I had a brief off-list conflab with Jacques (author of the current
implementation) on this. I trust he won't feel that I'm putting words in
his mouth on the subject: the gist of it was -

He _did_ consider out-of-process getpwnam etc: basically, a better
design for NSS than the existing NSS APIs (which are not in the least
bit helpful when it comes to producing a multithreaded getpwnam server,
say). That is, he recognises that doing NSS again from scratch would
mean that tackling a number of thorny issues properly would be possible.

However, the pragmatic pull to maintain current NSS APIs (as found in
Linux and Solaris, for example) is that it means porting an NSS plugin
doesn't involve a ground-up rewrite.

If you try to write an NSS "getpwnam" server using modules written to
the current API, you rapidly come unstuck because the guarantees
required by implementors of a module just aren't strong enough.
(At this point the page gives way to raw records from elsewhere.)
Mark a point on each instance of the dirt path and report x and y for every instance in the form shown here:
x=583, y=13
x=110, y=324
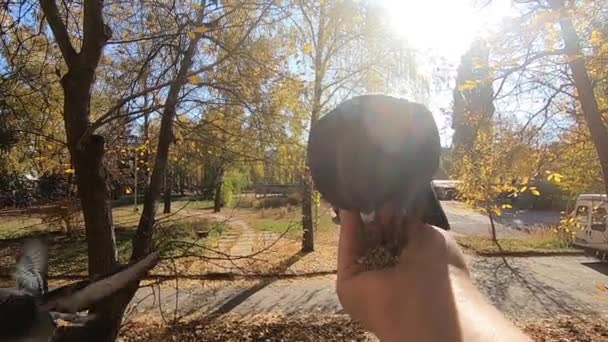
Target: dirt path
x=238, y=241
x=539, y=287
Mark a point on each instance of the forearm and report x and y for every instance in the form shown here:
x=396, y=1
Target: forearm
x=444, y=305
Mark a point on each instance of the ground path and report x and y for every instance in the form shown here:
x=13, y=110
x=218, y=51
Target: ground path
x=537, y=287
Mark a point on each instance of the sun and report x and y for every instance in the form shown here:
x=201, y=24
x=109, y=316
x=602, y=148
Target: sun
x=445, y=27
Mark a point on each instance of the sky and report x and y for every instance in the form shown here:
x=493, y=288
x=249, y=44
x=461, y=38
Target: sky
x=445, y=28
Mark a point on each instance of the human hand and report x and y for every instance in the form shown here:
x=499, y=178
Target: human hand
x=416, y=291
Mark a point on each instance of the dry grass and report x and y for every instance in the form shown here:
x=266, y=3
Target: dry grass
x=334, y=327
x=267, y=327
x=541, y=241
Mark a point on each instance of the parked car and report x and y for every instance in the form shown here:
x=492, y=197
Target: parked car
x=591, y=211
x=446, y=189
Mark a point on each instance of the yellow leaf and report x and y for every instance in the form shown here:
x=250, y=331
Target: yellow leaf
x=596, y=38
x=307, y=48
x=195, y=79
x=468, y=85
x=201, y=29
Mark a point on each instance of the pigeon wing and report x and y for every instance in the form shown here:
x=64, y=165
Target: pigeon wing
x=31, y=269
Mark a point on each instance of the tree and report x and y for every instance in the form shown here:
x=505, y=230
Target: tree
x=549, y=60
x=153, y=60
x=485, y=148
x=473, y=97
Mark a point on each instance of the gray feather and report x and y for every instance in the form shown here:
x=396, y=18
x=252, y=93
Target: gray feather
x=31, y=269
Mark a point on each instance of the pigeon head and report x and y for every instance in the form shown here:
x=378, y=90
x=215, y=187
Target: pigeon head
x=377, y=151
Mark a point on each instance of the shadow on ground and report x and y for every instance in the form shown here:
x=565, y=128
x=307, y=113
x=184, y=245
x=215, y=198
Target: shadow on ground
x=515, y=289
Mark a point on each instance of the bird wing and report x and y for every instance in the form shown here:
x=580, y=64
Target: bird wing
x=17, y=313
x=31, y=269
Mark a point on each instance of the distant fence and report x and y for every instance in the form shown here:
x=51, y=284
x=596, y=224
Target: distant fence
x=263, y=190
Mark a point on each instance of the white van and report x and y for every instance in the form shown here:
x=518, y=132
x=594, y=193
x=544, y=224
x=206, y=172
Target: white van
x=591, y=212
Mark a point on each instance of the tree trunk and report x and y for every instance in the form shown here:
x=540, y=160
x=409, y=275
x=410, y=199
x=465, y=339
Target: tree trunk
x=584, y=88
x=142, y=242
x=168, y=190
x=308, y=242
x=87, y=154
x=182, y=183
x=219, y=182
x=492, y=226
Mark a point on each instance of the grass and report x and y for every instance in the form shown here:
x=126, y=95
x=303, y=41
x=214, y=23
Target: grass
x=173, y=236
x=286, y=219
x=539, y=242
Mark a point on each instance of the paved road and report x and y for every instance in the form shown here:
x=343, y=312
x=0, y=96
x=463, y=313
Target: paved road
x=510, y=224
x=537, y=287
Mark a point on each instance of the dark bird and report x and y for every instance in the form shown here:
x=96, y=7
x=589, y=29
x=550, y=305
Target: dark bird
x=377, y=152
x=28, y=311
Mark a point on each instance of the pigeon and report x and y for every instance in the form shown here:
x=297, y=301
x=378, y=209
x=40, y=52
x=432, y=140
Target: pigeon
x=29, y=311
x=377, y=153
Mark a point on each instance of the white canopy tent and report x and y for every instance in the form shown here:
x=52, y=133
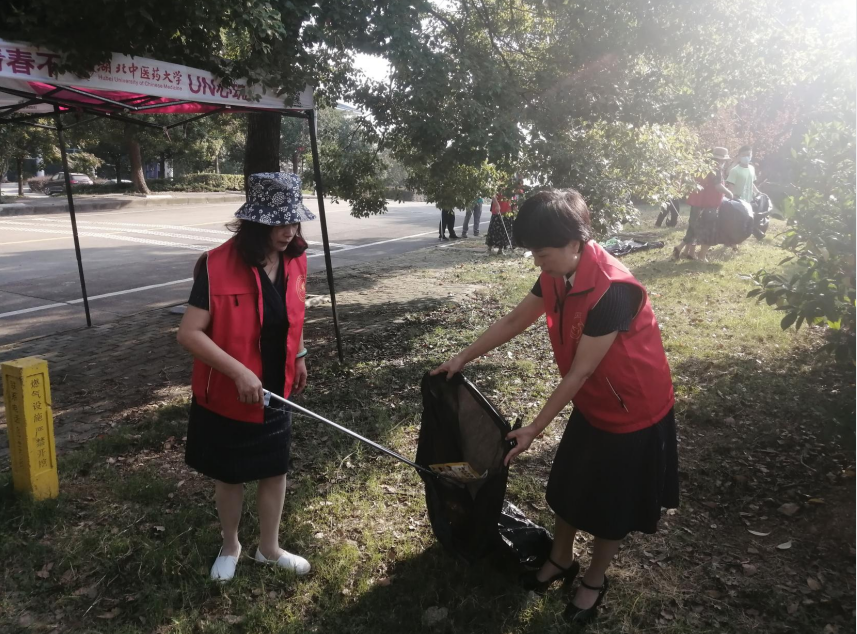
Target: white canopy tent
x=31, y=88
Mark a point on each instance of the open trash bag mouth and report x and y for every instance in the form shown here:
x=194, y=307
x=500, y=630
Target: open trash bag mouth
x=463, y=440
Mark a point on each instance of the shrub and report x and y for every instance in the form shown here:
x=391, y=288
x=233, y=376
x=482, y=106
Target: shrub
x=820, y=237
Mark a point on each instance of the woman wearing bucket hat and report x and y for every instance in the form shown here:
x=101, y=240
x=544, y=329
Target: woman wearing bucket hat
x=244, y=327
x=702, y=224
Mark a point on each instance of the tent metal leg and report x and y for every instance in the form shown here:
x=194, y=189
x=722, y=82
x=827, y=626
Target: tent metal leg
x=327, y=261
x=70, y=197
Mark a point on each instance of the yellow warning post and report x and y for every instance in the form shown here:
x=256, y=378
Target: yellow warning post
x=30, y=425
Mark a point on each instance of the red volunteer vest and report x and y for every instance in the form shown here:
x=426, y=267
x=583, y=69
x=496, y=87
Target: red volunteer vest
x=631, y=388
x=235, y=304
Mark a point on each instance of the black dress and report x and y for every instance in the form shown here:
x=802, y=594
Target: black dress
x=612, y=484
x=235, y=451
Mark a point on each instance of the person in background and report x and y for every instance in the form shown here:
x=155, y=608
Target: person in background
x=702, y=223
x=476, y=212
x=447, y=223
x=500, y=228
x=244, y=327
x=742, y=177
x=616, y=466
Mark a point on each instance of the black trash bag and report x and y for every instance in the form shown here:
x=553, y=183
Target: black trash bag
x=460, y=425
x=528, y=542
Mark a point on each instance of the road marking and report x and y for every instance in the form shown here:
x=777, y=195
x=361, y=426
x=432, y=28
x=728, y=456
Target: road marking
x=37, y=240
x=132, y=227
x=93, y=297
x=113, y=236
x=375, y=244
x=189, y=279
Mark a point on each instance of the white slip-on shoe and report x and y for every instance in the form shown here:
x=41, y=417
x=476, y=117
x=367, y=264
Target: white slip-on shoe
x=287, y=560
x=223, y=568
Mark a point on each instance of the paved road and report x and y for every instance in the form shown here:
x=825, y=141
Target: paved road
x=140, y=260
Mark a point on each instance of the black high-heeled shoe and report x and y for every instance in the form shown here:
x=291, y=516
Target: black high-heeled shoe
x=530, y=580
x=579, y=616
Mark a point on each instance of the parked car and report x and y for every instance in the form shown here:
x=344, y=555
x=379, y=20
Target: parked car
x=56, y=185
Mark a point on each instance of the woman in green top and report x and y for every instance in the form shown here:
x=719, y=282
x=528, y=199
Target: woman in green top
x=742, y=178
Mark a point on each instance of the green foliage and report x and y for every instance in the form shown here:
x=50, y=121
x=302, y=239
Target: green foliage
x=517, y=81
x=614, y=164
x=455, y=186
x=351, y=163
x=820, y=288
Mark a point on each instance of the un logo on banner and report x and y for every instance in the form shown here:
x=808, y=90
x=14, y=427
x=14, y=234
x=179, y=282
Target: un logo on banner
x=300, y=287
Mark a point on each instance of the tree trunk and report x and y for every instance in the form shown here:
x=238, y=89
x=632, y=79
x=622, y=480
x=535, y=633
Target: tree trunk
x=138, y=179
x=262, y=150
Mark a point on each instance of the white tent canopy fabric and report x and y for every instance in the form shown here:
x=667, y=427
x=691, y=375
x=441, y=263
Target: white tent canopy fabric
x=32, y=88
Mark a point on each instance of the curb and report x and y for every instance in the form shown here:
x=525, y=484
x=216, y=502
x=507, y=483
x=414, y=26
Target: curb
x=123, y=202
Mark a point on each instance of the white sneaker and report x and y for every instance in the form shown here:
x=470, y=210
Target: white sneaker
x=224, y=566
x=287, y=560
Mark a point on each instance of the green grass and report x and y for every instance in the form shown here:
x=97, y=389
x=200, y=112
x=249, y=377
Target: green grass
x=762, y=420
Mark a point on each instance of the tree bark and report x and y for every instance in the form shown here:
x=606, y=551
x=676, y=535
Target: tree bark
x=262, y=150
x=138, y=179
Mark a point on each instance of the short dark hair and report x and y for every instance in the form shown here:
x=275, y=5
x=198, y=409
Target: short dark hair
x=253, y=238
x=552, y=218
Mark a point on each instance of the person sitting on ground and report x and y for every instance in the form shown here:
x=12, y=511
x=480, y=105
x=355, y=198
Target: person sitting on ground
x=616, y=465
x=244, y=327
x=702, y=223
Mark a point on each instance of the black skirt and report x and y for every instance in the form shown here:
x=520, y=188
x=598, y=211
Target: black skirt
x=234, y=452
x=609, y=485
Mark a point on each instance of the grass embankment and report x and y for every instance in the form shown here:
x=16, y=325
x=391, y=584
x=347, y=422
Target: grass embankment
x=767, y=445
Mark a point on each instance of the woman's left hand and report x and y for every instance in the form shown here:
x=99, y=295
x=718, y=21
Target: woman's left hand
x=300, y=376
x=524, y=437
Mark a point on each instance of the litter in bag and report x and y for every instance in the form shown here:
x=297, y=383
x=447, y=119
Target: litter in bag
x=460, y=426
x=525, y=540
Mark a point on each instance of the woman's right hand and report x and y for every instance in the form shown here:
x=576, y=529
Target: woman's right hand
x=249, y=387
x=451, y=367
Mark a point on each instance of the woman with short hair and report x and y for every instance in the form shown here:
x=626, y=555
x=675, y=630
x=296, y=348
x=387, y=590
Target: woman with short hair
x=616, y=465
x=244, y=327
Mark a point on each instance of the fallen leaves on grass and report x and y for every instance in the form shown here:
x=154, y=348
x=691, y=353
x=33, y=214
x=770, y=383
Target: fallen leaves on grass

The providers of several NSS modules are in various stages of
"rediscovering" the idea of out-of-process servers, to tackle all sorts
of issues (credential visibility, per-invocation costs, resource
management, etc). It's a shame that the work for these winds up being
effectively duplicated rather than managed through a standard
framework/lifecycle enshrined in an NSS++ API, but them's the breaks.

jan

PS. For what it's worth, at least the current NSS implementation leaves
scope for an NSS module that talks to an NSS server implemented in terms
of a better API :-)


-- 
jan grant, ILRT, University of Bristol. http://www.ilrt.bris.ac.uk/
Tel +44(0)117 9287088 Fax +44 (0)117 9287112 http://ioctl.org/jan/
Random act of violence against bread: whole pint.